Après un ultimatum des démocraties et des tractations diplomatiques, les accords de Munich, au cours desquels les ministres français et britanniques Daladier et Chamberlain obtiennent de Hitler une promesse de cesser sa politique d’expansion après les Sudètes, Hitler est autorisé à envahir cette région germanophone de Tchécoslovaquie en octobre 1938.
Aux accords de Munich, le premier ministre britannique Chamberlain (gauche), le premier ministre français Daladier (deuxième à gauche) rencontrent Hitler (deuxième à droite) et le dictateur italien Mussolini (à droite)

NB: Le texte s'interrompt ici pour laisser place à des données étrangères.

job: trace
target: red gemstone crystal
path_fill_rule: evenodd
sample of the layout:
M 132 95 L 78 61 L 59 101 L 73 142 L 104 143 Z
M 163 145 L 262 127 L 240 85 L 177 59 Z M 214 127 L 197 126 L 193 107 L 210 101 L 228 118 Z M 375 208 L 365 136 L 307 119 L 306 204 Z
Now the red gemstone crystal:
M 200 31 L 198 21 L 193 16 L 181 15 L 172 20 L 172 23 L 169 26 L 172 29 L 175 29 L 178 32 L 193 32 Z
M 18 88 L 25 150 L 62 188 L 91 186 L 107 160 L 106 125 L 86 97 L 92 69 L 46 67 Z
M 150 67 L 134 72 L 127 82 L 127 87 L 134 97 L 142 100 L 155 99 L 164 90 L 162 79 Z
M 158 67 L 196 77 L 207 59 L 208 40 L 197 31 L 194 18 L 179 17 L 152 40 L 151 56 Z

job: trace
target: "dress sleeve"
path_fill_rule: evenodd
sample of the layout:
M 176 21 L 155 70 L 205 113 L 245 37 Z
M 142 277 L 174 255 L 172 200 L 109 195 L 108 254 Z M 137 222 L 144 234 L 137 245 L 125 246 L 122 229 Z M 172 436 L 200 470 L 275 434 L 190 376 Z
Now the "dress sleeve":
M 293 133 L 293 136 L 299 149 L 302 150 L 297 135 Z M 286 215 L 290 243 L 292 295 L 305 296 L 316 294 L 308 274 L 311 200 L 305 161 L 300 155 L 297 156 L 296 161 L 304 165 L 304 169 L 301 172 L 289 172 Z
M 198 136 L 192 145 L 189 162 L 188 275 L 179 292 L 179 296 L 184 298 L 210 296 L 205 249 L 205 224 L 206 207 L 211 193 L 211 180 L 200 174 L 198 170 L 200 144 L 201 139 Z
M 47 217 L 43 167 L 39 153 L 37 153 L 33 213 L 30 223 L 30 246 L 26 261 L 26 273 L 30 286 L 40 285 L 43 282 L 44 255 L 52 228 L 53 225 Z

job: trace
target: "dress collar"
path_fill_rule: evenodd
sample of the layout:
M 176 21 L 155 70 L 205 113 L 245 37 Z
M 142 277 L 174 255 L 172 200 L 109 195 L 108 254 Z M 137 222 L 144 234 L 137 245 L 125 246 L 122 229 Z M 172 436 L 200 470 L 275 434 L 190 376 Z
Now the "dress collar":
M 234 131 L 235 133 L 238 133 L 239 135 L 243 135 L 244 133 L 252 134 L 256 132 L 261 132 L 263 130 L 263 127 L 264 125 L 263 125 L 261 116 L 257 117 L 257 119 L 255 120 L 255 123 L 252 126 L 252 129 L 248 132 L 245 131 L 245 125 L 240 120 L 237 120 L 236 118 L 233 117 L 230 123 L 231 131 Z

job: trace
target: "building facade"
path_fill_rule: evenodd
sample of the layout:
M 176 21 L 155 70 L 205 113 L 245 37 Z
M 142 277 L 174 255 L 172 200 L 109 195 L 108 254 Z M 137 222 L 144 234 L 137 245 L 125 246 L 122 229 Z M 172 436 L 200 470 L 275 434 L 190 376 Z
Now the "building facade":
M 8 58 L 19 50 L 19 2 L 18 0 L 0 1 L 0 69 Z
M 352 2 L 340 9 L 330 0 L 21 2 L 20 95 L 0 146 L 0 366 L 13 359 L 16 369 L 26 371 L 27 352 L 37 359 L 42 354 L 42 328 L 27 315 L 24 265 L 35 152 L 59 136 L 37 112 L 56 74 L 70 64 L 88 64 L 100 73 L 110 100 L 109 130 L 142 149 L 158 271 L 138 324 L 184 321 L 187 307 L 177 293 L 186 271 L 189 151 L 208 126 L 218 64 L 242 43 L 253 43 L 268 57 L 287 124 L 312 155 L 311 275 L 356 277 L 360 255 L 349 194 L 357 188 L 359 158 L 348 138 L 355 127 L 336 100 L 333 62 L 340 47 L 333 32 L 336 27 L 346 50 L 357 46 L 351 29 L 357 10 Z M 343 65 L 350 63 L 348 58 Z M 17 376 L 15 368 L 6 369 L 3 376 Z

Toutefois, quelques mois plus tard, l’armée allemande envahit le reste de la Tchécoslovaquie et entre dans Prague, violant la promesse faite à Munich. La politique d’expansion de Hitler se tourne alors vers la Pologne, État recréé en 1919 sur les ruines de l’Empire allemand (la Pologne existait au XVIIIe siècle mais a été démembrée suite à trois partages successifs entre l’Autriche, la Prusse et la Russie), et dont certains territoires sont occupés d’Allemands, notamment le couloir de Dantzig. Ce territoire, sur le bord de la mer Baltique, a été cédé à la Pologne en 1919 pour lui donner un accès à la mer, mais il coupe de facto le territoire allemand en deux, mécontentant les nationalistes allemands qui y voient une mutilation de leur territoire.
Conclusion :
Profitant de la crise économique de 1929, Adolf Hitler se hisse à la tête de l’Allemagne, imposant une dictature totale sur la société. Sa politique, basée sur l’antisémitisme et le militarisme, domine tous les aspects de la société allemande. La persécution des minorités politiques et ethniques se généralise suivant une logique d’épuration. Adolf Hitler parvient à reconstruire l’armée allemande et mène à la fin des années 1930 une politique agressive et belliciste.